The Libertarian is pulling in 13 percent support from likely voters, an improvement of 2 percentage points since 0ptimus' last poll. It's an even bigger pickup compared to Wyllie's standing when 0ptimus first surveyed his name from Aug. 18-Aug. 24, when he registered 9 support.
If Wyllie hits 15 percent support and the Florida Press Association deems 0ptimus a "credible" poll, then Wyllie will likely participate in its Oct. 15 debate featuring Gov. Rick Scott and Democrat Charlie Crist. Wyllie has been shut out of Friday's Telemundo debate.
Update: The Florida Press Association says Wyllie can't participate in its Oct. 15 debate between Gov. Rick Scott and Charlie Crist because, to qualify, Wyllie had to register 15 percent in a poll that had to be taken before Sept. 30 by an independent pollster, which the association defines as one not affiliated with a political party or group. Wyllie also won't be in Friday's Telemundo face-off between Scott and Crist.
Crist and Scott, meanwhile, are essentially deadlocked at 40-39 percent.
"This week, the two candidates stayed neck and neck, and the only 'mover' in the race was Wyllie, who showed gains just outside the margin of error," said 0ptimus' founder and analyst Brian Stobie. "We view this is a backlash to the two highly negative campaigns saturating Florida airwaves, particularly from those in our modeled undecided voter universes, who seem to be leading this trend toward Wyllie."
If that's the case, Scott's people might have figured it out first. They've gone up with two strong positive spots (if you include Lt. Gov. Carlos Lopez-Cantera's direct-to-camera commercial, it's three). Crist, who has trailed in fundraising and therefore ad-running, is slightly behind but he's also adding more positive spots as well.
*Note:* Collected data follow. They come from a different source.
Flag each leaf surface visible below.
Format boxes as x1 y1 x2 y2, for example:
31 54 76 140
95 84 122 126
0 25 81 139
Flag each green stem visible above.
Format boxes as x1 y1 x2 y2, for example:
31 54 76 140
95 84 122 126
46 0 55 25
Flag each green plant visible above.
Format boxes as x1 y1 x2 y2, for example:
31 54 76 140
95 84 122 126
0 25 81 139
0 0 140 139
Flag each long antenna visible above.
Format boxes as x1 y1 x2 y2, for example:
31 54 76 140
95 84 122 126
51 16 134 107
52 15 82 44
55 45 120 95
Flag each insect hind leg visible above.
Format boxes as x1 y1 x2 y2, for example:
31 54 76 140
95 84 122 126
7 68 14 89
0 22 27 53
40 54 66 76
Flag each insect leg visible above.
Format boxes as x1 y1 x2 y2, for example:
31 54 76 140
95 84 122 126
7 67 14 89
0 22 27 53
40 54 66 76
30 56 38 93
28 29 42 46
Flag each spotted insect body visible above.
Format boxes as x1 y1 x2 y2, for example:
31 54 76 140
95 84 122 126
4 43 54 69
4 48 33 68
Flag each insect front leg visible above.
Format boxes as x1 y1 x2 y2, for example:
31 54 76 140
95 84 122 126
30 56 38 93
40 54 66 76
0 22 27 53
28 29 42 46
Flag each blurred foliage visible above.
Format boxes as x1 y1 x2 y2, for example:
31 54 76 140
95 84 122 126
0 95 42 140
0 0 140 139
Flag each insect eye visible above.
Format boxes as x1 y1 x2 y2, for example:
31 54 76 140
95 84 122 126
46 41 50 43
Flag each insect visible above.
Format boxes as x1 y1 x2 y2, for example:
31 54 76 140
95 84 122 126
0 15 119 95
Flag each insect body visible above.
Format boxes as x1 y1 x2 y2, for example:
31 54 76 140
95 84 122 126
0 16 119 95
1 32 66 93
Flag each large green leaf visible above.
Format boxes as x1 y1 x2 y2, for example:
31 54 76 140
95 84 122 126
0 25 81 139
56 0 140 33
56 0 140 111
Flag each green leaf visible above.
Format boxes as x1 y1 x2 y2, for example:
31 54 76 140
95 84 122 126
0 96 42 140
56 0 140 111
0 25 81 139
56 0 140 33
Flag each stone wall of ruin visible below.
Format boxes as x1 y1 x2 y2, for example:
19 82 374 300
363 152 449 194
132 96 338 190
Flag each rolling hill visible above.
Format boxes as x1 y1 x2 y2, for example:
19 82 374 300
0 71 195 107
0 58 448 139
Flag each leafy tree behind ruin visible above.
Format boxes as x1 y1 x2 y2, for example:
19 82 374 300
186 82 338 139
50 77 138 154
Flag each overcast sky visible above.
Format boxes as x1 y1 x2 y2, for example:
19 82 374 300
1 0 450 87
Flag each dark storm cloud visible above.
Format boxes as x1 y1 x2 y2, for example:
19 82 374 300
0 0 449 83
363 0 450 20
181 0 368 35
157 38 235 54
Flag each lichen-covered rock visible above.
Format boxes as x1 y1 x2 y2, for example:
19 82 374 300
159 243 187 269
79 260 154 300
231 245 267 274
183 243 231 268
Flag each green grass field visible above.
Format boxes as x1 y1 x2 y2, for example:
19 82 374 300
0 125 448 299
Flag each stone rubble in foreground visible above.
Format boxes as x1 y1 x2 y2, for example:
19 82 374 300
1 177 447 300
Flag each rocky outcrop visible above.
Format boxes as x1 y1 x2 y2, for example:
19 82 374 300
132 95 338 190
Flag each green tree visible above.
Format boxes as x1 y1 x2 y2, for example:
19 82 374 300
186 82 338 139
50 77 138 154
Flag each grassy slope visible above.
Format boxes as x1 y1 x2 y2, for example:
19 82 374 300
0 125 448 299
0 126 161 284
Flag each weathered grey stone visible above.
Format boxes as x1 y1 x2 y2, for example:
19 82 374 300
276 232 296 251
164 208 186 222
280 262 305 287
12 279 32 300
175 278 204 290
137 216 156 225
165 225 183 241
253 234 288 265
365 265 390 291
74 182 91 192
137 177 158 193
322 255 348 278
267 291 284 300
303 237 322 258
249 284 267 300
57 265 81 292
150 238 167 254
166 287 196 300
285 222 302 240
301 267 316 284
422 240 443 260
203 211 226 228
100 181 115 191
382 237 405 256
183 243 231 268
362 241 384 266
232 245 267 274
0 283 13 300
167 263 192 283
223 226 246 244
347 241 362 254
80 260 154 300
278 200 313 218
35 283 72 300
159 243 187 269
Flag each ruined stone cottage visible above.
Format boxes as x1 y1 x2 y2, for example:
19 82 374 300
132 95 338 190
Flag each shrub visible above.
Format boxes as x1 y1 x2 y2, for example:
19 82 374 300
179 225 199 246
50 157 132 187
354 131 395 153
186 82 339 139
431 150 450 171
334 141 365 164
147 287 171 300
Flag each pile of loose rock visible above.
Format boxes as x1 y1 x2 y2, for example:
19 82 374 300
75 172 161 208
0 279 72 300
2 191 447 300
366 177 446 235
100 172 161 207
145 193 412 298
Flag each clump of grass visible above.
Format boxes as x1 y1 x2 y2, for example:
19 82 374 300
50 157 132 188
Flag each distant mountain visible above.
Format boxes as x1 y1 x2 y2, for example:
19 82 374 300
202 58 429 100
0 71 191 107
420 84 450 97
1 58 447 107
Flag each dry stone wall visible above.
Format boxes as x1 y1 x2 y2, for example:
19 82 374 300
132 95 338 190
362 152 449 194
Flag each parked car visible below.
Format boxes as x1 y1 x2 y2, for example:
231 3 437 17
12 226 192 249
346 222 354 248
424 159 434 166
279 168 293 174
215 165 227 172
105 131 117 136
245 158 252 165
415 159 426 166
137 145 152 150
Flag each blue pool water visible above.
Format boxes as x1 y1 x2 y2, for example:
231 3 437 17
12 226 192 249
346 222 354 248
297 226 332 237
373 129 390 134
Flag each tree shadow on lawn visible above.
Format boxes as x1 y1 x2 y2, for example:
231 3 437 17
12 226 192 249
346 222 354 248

Then there's YouGov, which CBS and the New York Times are using. It's using an online-only format where it largely resurveys the same "panel" of likely voters over and over. So its new polls are essentially like its old polls of likely voters. The polling technique is experimental, developing and somewhat controversial in the world of public-opinion research. There's a good chance that its panel of respondents, who are more self-selecting than those surveyed randomly by phone, are more likely to be whiter and wealthier than many Florida voters (minorities tend to vote Democrat). To compensate for that, YouGov models and weights its respondents, but the results of the survey's past three releases all show Scott doing consistently better against Crist than in many other polls. Except for Quinnipiac's last survey, YouGov was the only poll reporting Scott at 46 percent or higher. Its last poll shows Scott leads Crist 47-44 percent (note: I can't find the survey at YouGov but the Fort Myers News-Press reported it). All that said, its worth watching YouGov just like watching other polls.
0ptimus also weights its polls by using a model that blends the 2010 and 2006 voter performances by party (which gives Republican voters a 3.2 percentage point advantage). If you're going to model polls in Florida, this is probably the best way to do it for this election because it averages the turnout rates by party of the prior midterms that were, respectively, high watermarks for Democrats and for Republicans.